I joined the Scouts from Squirrels when I was four and have chalked up 14 years' service. As an Explorer Scout, I meet up with my pack every two weeks and we can end up going anywhere and doing anything - karting, hiking, Belfast Giants games and camping. I also help on a weekly basis with my Group's Cub Pack.
At Scouts you have to be up for anything. I have learned many practical skills, like cooking and first aid. Scouts love the outdoors and I love camping, and being at the campfire. We regularly meet with a group of members of similar ages and all take part in different activities, which are decided and organised by the young people. It's a great time to catch up with old friends and have fun doing so.
Belonging to a worldwide organisation makes me very proud. I intend to become a leader when I turn 18 in September. I have learned so many skills which have helped me challenge myself and others to achieve goals and tasks, regardless of ability, race, religion or political views. I hope to inspire this in others.
I climbed Ben Nevis when I was a young Scout and I have never forgotten the sense of achievement. I attended my first International Jamboree, in Punchestown, Ireland, when I was nine. There were so many Scouts of all different ages all involved in the camp.
Waking up in a cold uncomfortable tent may seem unpleasant to others, but I have some very happy memories of that from Scout camps.
Last year, I saw an invite for Scouts to join an expedition to the Highlands in Scotland and I went with a group from Co Down and made lots of new friends.
You soon get to know each other when you're hiking together in a remote place.
Scouting can lead to romance sometimes. My Cub leader met her partner through Scouts - they holiday together every year by volunteering at Jamborees. My Scout leader also married a fellow scout and they even brought their baby to a Jamboree.
As part of the Jamboree, we'll visit Tokyo and also live with a host family for a few days for what scouts call Ho Ho (home hospitality). It's an opportunity to fully experience the Japanese culture."
‘It’s no longer a male-dominated organisation’
Jordan Leinster (17), from Ballymena, attends Ballymena Academy and is a member of 3rd Ballymena West Church Explorer Scouts.
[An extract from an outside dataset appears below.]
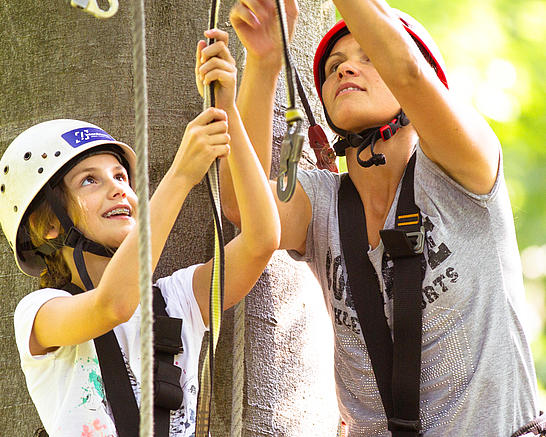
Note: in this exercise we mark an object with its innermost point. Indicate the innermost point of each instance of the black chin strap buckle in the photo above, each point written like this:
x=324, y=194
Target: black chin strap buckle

He says:
I met one of my heroes, Bear Grylls, thanks to the Scouts, albeit briefly, at a Scout camp in Bangor. That has been one of the highlights, as well as being selected to go to Japan for the 23rd World Scout Jamboree this year. I don't believe that Scouting has toughened me up, despite the fact I've won the troop's outdoor experience competitions twice, and district's first aid competition.
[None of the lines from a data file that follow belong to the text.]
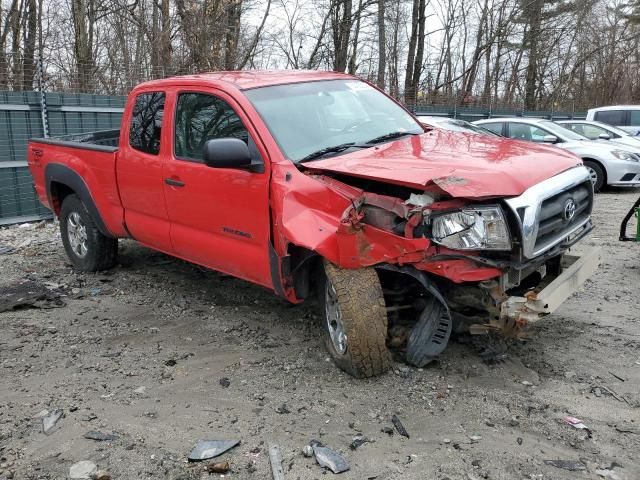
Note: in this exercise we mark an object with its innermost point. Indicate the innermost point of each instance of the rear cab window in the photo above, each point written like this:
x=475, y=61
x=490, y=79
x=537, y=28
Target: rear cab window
x=493, y=127
x=611, y=117
x=146, y=122
x=201, y=117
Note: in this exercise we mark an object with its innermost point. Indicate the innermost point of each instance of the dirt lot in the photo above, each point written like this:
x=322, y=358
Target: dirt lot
x=140, y=352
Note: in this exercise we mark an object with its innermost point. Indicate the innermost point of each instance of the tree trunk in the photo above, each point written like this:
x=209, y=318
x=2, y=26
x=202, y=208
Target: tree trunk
x=382, y=45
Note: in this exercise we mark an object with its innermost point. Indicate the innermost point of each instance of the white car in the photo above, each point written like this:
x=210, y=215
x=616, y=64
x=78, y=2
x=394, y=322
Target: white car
x=608, y=163
x=601, y=131
x=626, y=117
x=454, y=125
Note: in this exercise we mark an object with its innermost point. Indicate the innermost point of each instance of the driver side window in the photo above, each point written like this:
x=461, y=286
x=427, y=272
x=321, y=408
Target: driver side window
x=201, y=117
x=522, y=131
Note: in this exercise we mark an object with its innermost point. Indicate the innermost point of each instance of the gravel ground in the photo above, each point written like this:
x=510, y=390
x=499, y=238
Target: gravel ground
x=143, y=351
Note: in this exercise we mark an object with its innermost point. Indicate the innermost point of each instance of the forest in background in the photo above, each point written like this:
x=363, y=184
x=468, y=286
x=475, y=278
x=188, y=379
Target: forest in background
x=538, y=54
I do believe that it has prepared me better for life, work and social experiences. Scouts has taught me to have respect for people and different cultures. I've also learned practical outdoor skills such as map reading, camping, knot tying, cooking, canoeing, rock climbing and abseiling.
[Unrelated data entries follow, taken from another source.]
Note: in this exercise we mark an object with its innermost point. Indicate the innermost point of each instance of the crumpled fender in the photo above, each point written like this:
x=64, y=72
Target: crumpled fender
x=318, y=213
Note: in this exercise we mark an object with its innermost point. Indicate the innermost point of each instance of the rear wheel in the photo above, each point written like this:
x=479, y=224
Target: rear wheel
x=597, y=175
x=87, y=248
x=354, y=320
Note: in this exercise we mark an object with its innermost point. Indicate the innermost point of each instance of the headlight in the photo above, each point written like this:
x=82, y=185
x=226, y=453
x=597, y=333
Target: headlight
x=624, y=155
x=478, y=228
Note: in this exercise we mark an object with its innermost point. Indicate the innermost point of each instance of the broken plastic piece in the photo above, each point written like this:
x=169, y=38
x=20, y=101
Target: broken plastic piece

I started in the Beavers at six, which I enjoyed, progressing to the Cubs at eight. I moved into the Scouts at 10, and Explorer Scouts at 15.
My Scout group meets at 3rd Ballymena West Church, every Friday night during the school term.
We take part in lots of organised activities and camps throughout the year, doing activities such as go-karting, canoeing, orienteering, backwoods cooking, badge work, Chief Scout Awards, Queen Scout Awards and the Duke of Edinburgh Awards.
Since joining the Scouts, I have made lifelong friendships with people in the UK and Ireland, and with the World Jamboree, I will form more friendships within the Scouting fraternity.
Scouting has changed with the times - it's no longer a male-dominated organisation, and now has many female members. And given that the organisation has now brought together boys and girls with similar objectives and interests, romance can happen too."